One Stolen Token, Two More Victims: How TeamPCP Is Turning CI Pipelines Into Attack Chains
A threat actor group known as TeamPCP has compromised two GitHub Actions workflows maintained by Checkmarx, the supply chain security company, using credentials stolen during an earlier attack on Aqua Security’s Trivy vulnerability scanner. The incident, disclosed March 24, 2026, confirms that a single compromised pipeline can quietly poison others across the entire software delivery chain.
What Happened?
Four days after breaching Trivy’s GitHub Actions on March 19, 2026, TeamPCP used the tokens harvested from that first attack to tamper with two Checkmarx workflows: checkmarx/ast-github-action and checkmarx/kics-github-action. The Trivy compromise carries CVE identifier CVE-2026-33634 with a CVSS score of 9.4.
The group force-pushed tags to malicious commits containing a shell script called setup.sh, a credential-harvesting payload that pulls SSH keys, AWS, Google Cloud, Azure, Kubernetes, Docker credentials, CI/CD configurations, cryptocurrency wallet data, and Slack and Discord webhook URLs. Stolen data gets packaged into an encrypted archive called tpcp.tar.gz and sent to the domain checkmarx[.]zone, a typosquatted domain crafted to look like Checkmarx’s own infrastructure.
If the primary exfiltration fails, the malware creates a backup repository using the victim’s GitHub token. The same group also trojanized two Open VSX extensions, ast-results version 2.53.0 and cx-dev-assist version 1.7.0. On non-CI systems, the malware installs a persistent background service that checks for new payloads every 50 minutes.
What’s the Impact?
The damage here goes beyond one compromised vendor.
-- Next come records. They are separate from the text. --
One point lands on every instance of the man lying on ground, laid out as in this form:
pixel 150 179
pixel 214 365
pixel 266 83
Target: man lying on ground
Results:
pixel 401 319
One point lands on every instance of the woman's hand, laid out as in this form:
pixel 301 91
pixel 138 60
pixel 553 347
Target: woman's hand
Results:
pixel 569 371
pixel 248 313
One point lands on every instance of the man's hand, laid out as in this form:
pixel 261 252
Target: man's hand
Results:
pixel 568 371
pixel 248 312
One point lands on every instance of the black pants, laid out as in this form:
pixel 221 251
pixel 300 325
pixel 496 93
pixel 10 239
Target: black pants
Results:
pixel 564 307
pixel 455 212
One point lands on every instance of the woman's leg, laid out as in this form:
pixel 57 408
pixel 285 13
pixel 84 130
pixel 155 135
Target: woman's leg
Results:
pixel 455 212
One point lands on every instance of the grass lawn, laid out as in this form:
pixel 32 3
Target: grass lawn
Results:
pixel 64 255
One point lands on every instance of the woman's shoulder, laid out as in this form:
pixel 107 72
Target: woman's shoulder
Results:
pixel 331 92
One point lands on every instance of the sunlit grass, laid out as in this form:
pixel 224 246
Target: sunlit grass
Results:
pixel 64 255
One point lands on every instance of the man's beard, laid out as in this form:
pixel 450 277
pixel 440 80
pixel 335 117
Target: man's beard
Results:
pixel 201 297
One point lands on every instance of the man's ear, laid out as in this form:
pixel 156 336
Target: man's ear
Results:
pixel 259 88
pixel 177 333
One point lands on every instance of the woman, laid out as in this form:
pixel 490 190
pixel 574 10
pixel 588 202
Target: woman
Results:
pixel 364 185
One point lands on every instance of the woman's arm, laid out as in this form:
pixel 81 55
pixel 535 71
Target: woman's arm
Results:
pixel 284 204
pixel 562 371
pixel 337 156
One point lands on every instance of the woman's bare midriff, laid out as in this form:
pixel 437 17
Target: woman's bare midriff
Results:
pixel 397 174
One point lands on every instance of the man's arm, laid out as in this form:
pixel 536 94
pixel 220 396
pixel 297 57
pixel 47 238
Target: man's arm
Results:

When a CI runner executes a poisoned action, the malware skims every secret in memory, including GitHub personal access tokens. If those tokens have write access to other repositories using different actions, the attacker can push malicious code there too. It’s a domino effect built into how CI/CD pipelines share credentials by default.
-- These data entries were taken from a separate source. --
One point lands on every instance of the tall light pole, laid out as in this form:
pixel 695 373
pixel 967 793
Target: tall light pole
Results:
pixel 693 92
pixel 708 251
The researchers traced the initial breach to a compromised cx-plugins-releases service account. Sysdig, which tracked the expanded campaign, noted that the use of vendor-specific lookalike domains is deliberate: security analysts reviewing logs see what appears to be routine traffic to a known vendor’s domain. Nothing looks wrong until you dig deeper.
TeamPCP has since escalated further, pushing malicious Docker images of Trivy and hijacking Aqua Security’s aquasec-com GitHub organization. They’ve also been observed deploying a shell script that wipes Kubernetes machines in environments matching Iranian time zones, a significant escalation in destructive capability.
How to Avoid This
If your pipelines used either Checkmarx action during the affected window, rotate all secrets and cloud credentials immediately. Audit your GitHub Actions workflow logs for any references to tpcp.tar.gz, scan.aquasecurity[.]zone, or checkmarx[.]zone. Check whether repositories named tpcp-docs or docs-tpcp exist in your GitHub organization, as their presence confirms data was successfully exfiltrated.
Going forward, pin GitHub Actions to full commit SHAs rather than version tags. Tags can be force-pushed and are not a reliable anchor. Restrict access to the Instance Metadata Service from CI runner containers and monitor outbound network traffic for unexpected domain connections.
The broader lesson here is structural. Code review and dependency scanning both failed in this incident because the malicious code was injected at the source of a trusted action. That’s the exploit. Trusting a vendor’s name without verifying the integrity of a specific commit is, right now, a gap most teams haven’t closed.